SPIONNEWS.ID, MALUKU – Perhimpunan Mahasiswa Nusa Ina (Permanusa) mendesak Kejaksaan Tinggi Maluku dan Badan Pemeriksa Keuangan (BPK) RI Perwakilan Maluku untuk melakukan audit serta pemeriksaan terhadap Bendahara Sekretariat DPRD Kabupaten Seram Bagian Barat (SBB), Rani Tomia.
Desakan tersebut disampaikan pengurus Permanusa, Rama Keliangin, yang menduga Bendahara DPRD SBB telah mengelola anggaran makan dan minum Bupati, Wakil Bupati, hingga Sekretaris Daerah, yang menurutnya berada di luar kewenangan bendahara DPRD.
“Kami meminta Kejati Maluku dan BPK RI Perwakilan Maluku melakukan audit dan pemeriksaan terhadap Bendahara DPRD SBB karena terdapat dugaan pengelolaan anggaran di luar kewenangan satuan kerja,” kata Rama Keliangin dalam keterangannya.
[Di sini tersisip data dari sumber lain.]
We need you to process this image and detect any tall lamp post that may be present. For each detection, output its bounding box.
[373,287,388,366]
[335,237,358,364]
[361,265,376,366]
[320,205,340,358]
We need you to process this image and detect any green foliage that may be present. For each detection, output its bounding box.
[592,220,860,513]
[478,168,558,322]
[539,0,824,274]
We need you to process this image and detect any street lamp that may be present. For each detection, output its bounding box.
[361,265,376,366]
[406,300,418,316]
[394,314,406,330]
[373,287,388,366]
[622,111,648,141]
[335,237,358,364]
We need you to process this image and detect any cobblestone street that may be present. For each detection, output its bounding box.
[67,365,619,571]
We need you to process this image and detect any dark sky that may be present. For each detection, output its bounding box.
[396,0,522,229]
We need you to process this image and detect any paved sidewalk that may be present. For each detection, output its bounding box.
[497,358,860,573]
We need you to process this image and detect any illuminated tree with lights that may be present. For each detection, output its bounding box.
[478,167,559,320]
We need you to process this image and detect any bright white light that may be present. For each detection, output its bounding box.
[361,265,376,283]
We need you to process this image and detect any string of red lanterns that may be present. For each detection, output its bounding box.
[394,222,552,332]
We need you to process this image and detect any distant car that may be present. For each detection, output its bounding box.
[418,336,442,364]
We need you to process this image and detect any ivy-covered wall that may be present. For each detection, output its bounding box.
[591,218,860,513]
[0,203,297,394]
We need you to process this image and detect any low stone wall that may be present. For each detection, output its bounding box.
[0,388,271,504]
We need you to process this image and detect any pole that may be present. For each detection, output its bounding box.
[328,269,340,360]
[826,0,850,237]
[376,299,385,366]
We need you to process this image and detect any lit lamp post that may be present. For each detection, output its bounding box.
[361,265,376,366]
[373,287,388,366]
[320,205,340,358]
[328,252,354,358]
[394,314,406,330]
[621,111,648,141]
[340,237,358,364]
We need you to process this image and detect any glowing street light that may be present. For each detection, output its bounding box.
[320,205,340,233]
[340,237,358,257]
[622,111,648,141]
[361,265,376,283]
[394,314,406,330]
Menurut Rama, berdasarkan ketentuan pengelolaan keuangan daerah, bendahara pengeluaran hanya berwenang mengelola anggaran yang tercantum dalam Dokumen Pelaksanaan Anggaran (DPA) perangkat daerah tempat yang bersangkutan bertugas.
Ia merujuk pada ketentuan dalam Peraturan Pemerintah Nomor 12 Tahun 2019 tentang Pengelolaan Keuangan Daerah, yang menurutnya mengatur bahwa setiap perangkat daerah bertanggung jawab atas pengelolaan anggaran pada satuan kerjanya masing-masing.
Selain itu, Rama juga menyinggung nama Rani Tomia yang pernah muncul sebagai terlapor dalam penanganan dugaan korupsi perjalanan dinas di lingkungan Sekretariat DPRD Kabupaten Seram Bagian Barat Tahun Anggaran 2013. Kasus tersebut sebelumnya disebut-sebut menimbulkan kerugian keuangan daerah sekitar Rp1,7 miliar.
Ia menyatakan masyarakat hingga kini masih menunggu perkembangan penanganan perkara tersebut.
“Pemerintah daerah seharusnya memberikan perhatian terhadap rekam jejak pejabat yang mengelola keuangan daerah. Dugaan pengelolaan anggaran lintas perangkat daerah berpotensi menimbulkan pelanggaran administrasi maupun hukum sehingga perlu diaudit secara menyeluruh,” ujarnya.
Permanusa juga menegaskan akan terus mengawal persoalan tersebut hingga terdapat kepastian hukum dari aparat penegak hukum.
Rani Tomia Belum Berikan Tanggapan
Upaya konfirmasi kepada Bendahara DPRD SBB, Rani Tomia, pada Sabtu (1/8/2026), belum memperoleh penjelasan substantif. Yang bersangkutan hanya mengirimkan tautan salah satu pemberitaan media tanpa memberikan keterangan lebih lanjut terkait tuduhan yang disampaikan Permanusa.
Sekda Bantah Ada Anggaran Makan Minum di Setda
Sementara itu, Sekretaris Daerah Kabupaten Seram Bagian Barat, Leverne Alvin L. Tuasuun, membantah adanya anggaran makan dan minum yang dikelola melalui Sekretariat Daerah sebagaimana berkembang dalam isu tersebut.
Dalam keterangannya pada Jumat (31/7/2026), Leverne menjelaskan bahwa anggaran makan dan minum hanya tersedia pada Pendopo Bupati dan Pendopo Wakil Bupati.
“Anggaran makan dan minum tidak ada di Sekretariat Daerah. Yang ada hanya pada Pendopo Bupati dan Pendopo Wakil Bupati, dan pengelolaannya berada di bawah Bidang Kerumahtanggaan,” jelas Leverne.
Pernyataan Sekda tersebut menjadi bagian dari klarifikasi pemerintah daerah terhadap dugaan yang disampaikan Permanusa.
Hingga berita ini diterbitkan, belum ada keterangan resmi dari Kejaksaan Tinggi Maluku maupun BPK RI Perwakilan Maluku mengenai permintaan audit dan pemeriksaan yang disampaikan Permanusa.